I want to build Ceph Storage Cluster for HPC use. (CentOS 7 based) For now I have enterprise SAS RAID enclosure with 3 shelves by 12 4TB disks(36 total). Now it is configured as default RAID6 rig. And it's performance is very bad. Also I can't scale system. No way to switch to 6TB disks for example. So what I want to do.
- Switch from RAID6 to JBOD.
- Map each 12 disks to 3 different controller ports.
- Connect 3 servers to enclosure by SAS HBA card.
- Set one ceph pool. Type: CephFS. 512 pg_num. Erasure coding. Failure-domain=host. Bluestore.
- Mount CephFS pool on computing nodes with IPoIB.

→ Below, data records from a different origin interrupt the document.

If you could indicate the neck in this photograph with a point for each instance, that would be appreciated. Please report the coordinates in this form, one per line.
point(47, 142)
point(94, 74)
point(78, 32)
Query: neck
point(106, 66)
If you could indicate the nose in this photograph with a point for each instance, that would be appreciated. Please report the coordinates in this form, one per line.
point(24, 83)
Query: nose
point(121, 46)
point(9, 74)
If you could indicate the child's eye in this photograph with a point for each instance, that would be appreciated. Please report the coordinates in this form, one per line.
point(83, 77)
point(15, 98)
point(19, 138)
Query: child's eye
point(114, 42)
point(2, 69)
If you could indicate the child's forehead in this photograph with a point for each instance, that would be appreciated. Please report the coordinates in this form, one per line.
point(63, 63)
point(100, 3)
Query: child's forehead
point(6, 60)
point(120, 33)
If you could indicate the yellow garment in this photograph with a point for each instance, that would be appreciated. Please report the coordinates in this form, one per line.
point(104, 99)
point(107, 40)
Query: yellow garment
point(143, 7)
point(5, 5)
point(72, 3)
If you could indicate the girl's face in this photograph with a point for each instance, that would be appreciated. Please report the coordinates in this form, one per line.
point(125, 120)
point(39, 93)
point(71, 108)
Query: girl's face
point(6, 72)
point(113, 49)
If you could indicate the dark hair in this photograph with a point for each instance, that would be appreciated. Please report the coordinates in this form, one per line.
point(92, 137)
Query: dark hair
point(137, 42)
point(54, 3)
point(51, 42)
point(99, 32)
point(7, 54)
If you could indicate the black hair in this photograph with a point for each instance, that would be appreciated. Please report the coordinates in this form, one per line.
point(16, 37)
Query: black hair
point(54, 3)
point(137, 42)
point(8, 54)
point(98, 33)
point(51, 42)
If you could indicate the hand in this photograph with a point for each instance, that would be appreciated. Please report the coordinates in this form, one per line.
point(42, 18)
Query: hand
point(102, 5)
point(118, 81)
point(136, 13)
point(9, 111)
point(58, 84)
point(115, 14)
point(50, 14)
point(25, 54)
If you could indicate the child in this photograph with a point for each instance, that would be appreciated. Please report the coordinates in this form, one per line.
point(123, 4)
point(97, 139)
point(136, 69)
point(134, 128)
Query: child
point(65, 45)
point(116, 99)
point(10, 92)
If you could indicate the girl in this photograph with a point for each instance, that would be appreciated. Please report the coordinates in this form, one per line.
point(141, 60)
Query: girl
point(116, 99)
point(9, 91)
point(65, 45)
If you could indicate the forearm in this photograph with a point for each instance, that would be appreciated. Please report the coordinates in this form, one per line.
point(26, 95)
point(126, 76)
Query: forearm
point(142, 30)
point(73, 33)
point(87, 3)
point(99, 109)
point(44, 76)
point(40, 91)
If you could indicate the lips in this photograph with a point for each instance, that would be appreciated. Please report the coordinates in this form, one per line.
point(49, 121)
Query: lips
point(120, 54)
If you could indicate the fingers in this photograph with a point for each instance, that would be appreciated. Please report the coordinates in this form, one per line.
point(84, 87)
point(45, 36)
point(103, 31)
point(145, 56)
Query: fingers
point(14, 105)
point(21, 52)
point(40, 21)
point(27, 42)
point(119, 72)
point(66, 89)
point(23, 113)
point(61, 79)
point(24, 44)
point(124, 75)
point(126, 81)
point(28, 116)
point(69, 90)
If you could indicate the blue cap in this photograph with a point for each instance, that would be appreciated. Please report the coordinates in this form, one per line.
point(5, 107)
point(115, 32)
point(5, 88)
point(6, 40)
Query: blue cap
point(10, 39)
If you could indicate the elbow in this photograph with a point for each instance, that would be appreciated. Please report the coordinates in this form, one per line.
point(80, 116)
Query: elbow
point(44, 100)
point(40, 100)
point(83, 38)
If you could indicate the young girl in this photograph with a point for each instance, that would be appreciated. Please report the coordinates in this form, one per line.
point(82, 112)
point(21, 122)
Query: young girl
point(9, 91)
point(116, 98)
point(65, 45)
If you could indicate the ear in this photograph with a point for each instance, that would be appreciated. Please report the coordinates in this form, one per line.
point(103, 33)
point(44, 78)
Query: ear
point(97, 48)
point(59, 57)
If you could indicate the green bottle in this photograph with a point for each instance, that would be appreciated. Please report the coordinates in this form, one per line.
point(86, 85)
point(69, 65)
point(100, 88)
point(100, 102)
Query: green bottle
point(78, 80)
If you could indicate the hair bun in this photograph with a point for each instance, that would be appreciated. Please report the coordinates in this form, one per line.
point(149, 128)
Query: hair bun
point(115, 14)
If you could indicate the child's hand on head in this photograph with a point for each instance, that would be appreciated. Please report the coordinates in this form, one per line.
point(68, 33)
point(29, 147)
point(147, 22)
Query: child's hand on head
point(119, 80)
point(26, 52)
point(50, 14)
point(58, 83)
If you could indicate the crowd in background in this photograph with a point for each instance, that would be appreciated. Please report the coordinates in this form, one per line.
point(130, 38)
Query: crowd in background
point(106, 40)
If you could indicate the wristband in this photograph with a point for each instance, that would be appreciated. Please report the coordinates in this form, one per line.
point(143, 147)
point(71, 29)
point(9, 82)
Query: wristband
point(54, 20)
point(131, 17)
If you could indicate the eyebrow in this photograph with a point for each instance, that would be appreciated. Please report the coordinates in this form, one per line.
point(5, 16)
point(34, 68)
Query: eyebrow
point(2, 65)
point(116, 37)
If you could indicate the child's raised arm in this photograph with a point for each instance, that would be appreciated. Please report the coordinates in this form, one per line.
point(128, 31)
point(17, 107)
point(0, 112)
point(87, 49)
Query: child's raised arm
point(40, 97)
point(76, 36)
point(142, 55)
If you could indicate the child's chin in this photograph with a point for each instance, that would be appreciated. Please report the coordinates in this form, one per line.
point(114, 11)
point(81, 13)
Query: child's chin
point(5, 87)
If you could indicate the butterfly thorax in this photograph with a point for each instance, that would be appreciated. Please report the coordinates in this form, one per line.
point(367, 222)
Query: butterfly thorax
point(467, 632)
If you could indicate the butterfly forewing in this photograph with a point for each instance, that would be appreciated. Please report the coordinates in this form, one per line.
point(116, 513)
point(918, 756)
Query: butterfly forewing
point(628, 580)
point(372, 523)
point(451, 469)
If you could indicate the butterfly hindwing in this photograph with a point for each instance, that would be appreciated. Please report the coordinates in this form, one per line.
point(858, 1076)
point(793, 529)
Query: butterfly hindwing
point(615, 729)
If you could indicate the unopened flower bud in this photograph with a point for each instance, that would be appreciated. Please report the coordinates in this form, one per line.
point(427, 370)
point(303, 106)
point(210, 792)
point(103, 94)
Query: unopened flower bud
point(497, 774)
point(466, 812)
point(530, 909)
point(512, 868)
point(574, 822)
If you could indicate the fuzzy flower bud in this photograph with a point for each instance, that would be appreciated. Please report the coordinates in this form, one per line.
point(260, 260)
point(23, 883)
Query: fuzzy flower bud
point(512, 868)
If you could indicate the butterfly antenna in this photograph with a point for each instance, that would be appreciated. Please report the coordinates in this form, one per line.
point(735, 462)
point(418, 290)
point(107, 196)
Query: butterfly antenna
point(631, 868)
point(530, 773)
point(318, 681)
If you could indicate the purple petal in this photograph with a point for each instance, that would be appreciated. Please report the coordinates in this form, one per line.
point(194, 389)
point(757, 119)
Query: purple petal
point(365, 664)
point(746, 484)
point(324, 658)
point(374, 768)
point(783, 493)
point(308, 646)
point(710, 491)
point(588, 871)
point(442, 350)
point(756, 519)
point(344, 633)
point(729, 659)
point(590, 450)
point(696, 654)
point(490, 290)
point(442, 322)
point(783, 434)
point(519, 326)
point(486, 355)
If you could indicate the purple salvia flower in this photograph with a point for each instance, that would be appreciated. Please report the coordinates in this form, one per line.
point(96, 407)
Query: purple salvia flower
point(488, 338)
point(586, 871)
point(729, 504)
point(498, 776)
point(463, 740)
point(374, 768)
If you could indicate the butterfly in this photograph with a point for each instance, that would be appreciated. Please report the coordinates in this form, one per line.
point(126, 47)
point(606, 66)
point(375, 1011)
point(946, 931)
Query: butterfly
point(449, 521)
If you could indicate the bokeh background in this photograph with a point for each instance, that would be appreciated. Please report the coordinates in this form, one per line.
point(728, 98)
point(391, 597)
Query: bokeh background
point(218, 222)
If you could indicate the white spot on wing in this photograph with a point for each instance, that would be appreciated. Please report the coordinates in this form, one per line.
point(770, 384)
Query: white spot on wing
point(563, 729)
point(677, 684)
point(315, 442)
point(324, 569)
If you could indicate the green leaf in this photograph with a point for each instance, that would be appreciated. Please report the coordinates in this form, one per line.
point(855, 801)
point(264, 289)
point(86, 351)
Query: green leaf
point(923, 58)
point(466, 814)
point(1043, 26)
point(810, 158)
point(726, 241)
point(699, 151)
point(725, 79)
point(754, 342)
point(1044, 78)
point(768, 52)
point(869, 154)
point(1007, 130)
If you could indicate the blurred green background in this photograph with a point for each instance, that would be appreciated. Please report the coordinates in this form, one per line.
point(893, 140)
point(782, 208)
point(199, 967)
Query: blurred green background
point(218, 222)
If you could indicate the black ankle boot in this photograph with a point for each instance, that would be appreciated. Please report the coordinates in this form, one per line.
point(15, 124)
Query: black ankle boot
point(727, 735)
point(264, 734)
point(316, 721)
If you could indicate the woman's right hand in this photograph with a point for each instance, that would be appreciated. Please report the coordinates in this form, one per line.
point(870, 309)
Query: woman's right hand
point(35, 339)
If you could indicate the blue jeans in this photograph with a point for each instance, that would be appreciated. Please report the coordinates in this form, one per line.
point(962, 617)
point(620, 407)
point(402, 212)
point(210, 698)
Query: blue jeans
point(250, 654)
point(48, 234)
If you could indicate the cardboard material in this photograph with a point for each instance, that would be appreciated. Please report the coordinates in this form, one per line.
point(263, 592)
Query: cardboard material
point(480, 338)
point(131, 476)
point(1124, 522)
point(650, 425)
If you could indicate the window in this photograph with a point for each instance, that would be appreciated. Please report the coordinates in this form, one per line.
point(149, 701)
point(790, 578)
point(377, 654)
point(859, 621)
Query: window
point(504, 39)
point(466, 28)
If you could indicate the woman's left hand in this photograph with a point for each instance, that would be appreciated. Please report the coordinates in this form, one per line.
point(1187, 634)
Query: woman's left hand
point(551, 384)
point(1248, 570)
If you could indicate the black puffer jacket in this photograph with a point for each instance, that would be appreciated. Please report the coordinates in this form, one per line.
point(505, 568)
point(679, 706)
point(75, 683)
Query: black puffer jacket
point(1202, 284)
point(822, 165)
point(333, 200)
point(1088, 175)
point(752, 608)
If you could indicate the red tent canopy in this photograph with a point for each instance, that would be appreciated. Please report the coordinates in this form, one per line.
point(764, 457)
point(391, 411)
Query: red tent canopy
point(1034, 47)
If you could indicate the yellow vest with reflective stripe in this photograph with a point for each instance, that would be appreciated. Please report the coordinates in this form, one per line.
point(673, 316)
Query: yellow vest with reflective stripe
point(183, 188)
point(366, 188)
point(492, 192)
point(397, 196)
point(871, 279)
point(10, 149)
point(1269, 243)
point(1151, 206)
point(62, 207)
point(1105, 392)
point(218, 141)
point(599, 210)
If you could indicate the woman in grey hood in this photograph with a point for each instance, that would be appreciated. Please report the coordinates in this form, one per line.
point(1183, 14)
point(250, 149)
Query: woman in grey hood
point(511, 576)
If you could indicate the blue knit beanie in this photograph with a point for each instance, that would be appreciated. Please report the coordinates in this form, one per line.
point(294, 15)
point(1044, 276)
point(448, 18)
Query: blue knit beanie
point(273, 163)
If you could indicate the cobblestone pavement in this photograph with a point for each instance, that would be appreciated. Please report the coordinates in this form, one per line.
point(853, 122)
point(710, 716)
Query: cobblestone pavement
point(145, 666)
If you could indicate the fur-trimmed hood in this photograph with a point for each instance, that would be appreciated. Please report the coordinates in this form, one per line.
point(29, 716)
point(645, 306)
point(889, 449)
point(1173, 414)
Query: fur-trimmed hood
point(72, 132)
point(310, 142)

Main questions are around 4th step.
- How to choose erasure coding k+m numbers? 3+3 4+2 8+3 8+4 10+4? Actually I can't fully understand how it will handle different failures. As I undestand my system need to handle 1 host down + 1-2 OSDs fails. Is it possible with 3 hosts config? If not, what will happen if OSD fail during heal process after host failure? What will happen if OSD fail when 1 host down for maintenance(heal not started)?
- Is it possible to add WAL/DB SSDs for Bluestore later as it is at filestore?
- Will HPC MPI calls suffer from IPoIB traffic on same IB interface and switch?
And overall question. Will it work at all, or I missed something global?